Colcoa (pour City of Lights, City of Angels), le festival de films français, est un rendez-vous que Costa Gavras ne louperait pour rien au monde. “Je ne viens pas ici pour faire du tourisme, mais je viens dès que j’ai un film à présenter”, assure tout sourire le réalisateur franco-grec. Plus que cela, c’est un fervent militant des échanges franco-américains dans le septième art : “Avec les associations françaises (comme Colcoa, la SACEM et la Guild – dont il est un membre engagé), nous essayons d’établir un pont pour qu’il y ait une discussion permanente entre les metteurs en scène. J’espère que ça va encore se renforcer”, argue-il sur le tapis rouge du Directors Guild of America à Los Angeles, le mardi 24 septembre.
Ce soir-là, il est venu présenter son dix-neuvième long-métrage “Adults in the room”, adapté du livre Conversations entre adultes: Dans les coulisses secrètes de l’Europe de Yánis Varoufákis, l’éphémère ministre des finances grec d’Alexis Tsipras. Dans ce film aux allures de thriller, le réalisateur de 86 ans raconte la crise grecque de 2015, révélant toute la tension dramatique des négociations bruxelloises pour tenter de mettre fin aux politiques d’austérité imposées à Athènes. “La crise est un drame pour le peuple grec, une tragédie”, insiste Costa Gavras. “J’ai senti l’envie de faire quelque chose ; et le livre de Yánis Varoufákis m’a offert une ligne dramatique pour le scénario.”

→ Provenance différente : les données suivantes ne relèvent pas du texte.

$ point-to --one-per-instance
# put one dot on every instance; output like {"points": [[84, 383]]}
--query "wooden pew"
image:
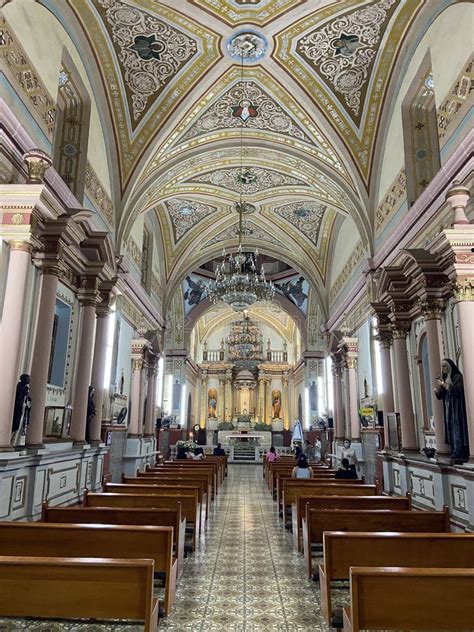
{"points": [[149, 486], [78, 588], [317, 521], [298, 508], [39, 539], [170, 479], [111, 515], [420, 550], [190, 507], [285, 475], [173, 473], [398, 598], [292, 488]]}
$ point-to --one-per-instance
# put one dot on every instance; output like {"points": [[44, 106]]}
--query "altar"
{"points": [[256, 438]]}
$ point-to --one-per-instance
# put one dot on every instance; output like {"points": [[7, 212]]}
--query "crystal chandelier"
{"points": [[245, 341], [238, 282]]}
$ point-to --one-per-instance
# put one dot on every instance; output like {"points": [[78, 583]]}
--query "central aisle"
{"points": [[245, 576]]}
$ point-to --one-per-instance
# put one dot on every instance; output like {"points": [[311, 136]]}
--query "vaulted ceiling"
{"points": [[299, 116]]}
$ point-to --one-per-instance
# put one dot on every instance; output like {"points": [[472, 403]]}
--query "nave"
{"points": [[245, 575]]}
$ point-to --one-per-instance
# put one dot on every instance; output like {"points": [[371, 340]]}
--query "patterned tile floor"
{"points": [[245, 575]]}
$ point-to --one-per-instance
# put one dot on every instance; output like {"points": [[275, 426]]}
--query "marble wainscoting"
{"points": [[432, 485], [58, 473]]}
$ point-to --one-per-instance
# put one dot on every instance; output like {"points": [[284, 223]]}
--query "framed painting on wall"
{"points": [[394, 432]]}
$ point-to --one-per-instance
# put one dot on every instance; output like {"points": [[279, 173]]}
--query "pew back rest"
{"points": [[76, 588], [39, 539], [293, 488], [444, 550], [320, 521], [425, 599]]}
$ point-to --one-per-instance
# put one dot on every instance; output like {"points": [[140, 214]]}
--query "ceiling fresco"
{"points": [[279, 101]]}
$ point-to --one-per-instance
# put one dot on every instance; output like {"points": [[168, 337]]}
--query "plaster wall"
{"points": [[30, 22], [449, 41]]}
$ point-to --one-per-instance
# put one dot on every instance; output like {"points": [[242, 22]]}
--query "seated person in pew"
{"points": [[218, 450], [345, 471], [302, 469], [272, 455], [182, 453], [198, 454]]}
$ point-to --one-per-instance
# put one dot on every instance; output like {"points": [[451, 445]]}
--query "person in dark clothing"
{"points": [[218, 450], [346, 471], [182, 453]]}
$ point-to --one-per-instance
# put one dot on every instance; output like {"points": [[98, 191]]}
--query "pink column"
{"points": [[432, 315], [150, 399], [10, 334], [407, 419], [353, 399], [388, 405], [347, 404], [134, 425], [338, 405], [41, 355], [466, 335], [83, 371], [98, 369]]}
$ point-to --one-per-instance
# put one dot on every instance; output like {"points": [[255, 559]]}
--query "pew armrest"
{"points": [[152, 624], [346, 615], [325, 588]]}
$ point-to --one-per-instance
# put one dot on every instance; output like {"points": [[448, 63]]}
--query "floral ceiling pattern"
{"points": [[306, 216], [249, 229], [247, 105], [185, 214], [343, 51], [248, 180], [150, 51]]}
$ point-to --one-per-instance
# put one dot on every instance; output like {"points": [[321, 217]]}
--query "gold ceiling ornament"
{"points": [[239, 281]]}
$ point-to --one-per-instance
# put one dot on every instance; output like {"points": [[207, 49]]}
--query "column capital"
{"points": [[432, 308], [385, 339], [463, 289], [37, 163], [88, 292], [400, 329]]}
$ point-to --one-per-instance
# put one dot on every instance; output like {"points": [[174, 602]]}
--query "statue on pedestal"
{"points": [[451, 390], [22, 408], [91, 410]]}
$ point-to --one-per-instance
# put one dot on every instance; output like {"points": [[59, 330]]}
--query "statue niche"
{"points": [[276, 404], [212, 403]]}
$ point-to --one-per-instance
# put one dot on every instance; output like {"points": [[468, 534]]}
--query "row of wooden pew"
{"points": [[103, 558], [406, 571]]}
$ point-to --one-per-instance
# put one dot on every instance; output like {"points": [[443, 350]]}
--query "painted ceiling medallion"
{"points": [[185, 214], [247, 46], [235, 12], [250, 181], [246, 102], [150, 52], [343, 51], [250, 230], [306, 216]]}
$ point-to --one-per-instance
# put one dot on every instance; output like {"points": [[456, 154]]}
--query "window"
{"points": [[59, 344], [420, 133]]}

Sans vouloir polémiquer ou tomber dans le cliché de l’anti-capitalisme, il défend le retour à une «société démocratique». «Nous vivons un changement profond de notre société. Le grand problème est qu’elle est dirigée par le grand capital, les banques», dénonce-t-il.

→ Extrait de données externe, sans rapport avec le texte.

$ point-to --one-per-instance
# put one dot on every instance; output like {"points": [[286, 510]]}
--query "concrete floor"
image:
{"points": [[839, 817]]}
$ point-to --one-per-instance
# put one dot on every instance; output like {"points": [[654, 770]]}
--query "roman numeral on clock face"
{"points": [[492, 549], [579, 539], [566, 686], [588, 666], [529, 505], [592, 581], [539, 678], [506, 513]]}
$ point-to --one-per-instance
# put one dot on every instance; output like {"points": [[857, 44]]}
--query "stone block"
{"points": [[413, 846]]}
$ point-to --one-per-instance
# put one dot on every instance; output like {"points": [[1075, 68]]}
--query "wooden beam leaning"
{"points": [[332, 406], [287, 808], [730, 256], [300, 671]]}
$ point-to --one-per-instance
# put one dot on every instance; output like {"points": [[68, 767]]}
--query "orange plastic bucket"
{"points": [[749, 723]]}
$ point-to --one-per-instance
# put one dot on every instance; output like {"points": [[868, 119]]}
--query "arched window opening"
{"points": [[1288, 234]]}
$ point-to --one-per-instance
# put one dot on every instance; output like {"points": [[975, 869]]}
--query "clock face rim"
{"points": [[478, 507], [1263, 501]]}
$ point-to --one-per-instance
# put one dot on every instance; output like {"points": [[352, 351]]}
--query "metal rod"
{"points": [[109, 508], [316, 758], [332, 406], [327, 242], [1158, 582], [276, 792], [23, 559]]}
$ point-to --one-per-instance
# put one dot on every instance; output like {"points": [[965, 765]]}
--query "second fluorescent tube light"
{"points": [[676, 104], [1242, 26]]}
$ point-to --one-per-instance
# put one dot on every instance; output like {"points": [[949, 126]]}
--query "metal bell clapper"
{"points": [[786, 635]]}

Son cinéma, très politique avec des films comme «Missing» sur les disparitions à la suite du coup d’Etat de Pinochet au Chili, est connu aux Etats-Unis. Le public a ainsi découvert son œuvre via “Z”, sur la dictature des colonels grecs, qui a obtenu l’Oscar du meilleur film étranger et du meilleur montage en 1969. “Il y a un public intellectuel aux Etats-Unis qui s’intéresse à ce qu’il se passe en Europe”, est convaincu le réalisateur, assurant être «très curieux» de voir comment les Américains accueilleront son dernier-né. Et tant mieux, car Costa Gavras a désormais envie de se concentrer sur des sujets européens, même s’il n’est pas contre une belle histoire américaine, voire «même une histoire d’amour”.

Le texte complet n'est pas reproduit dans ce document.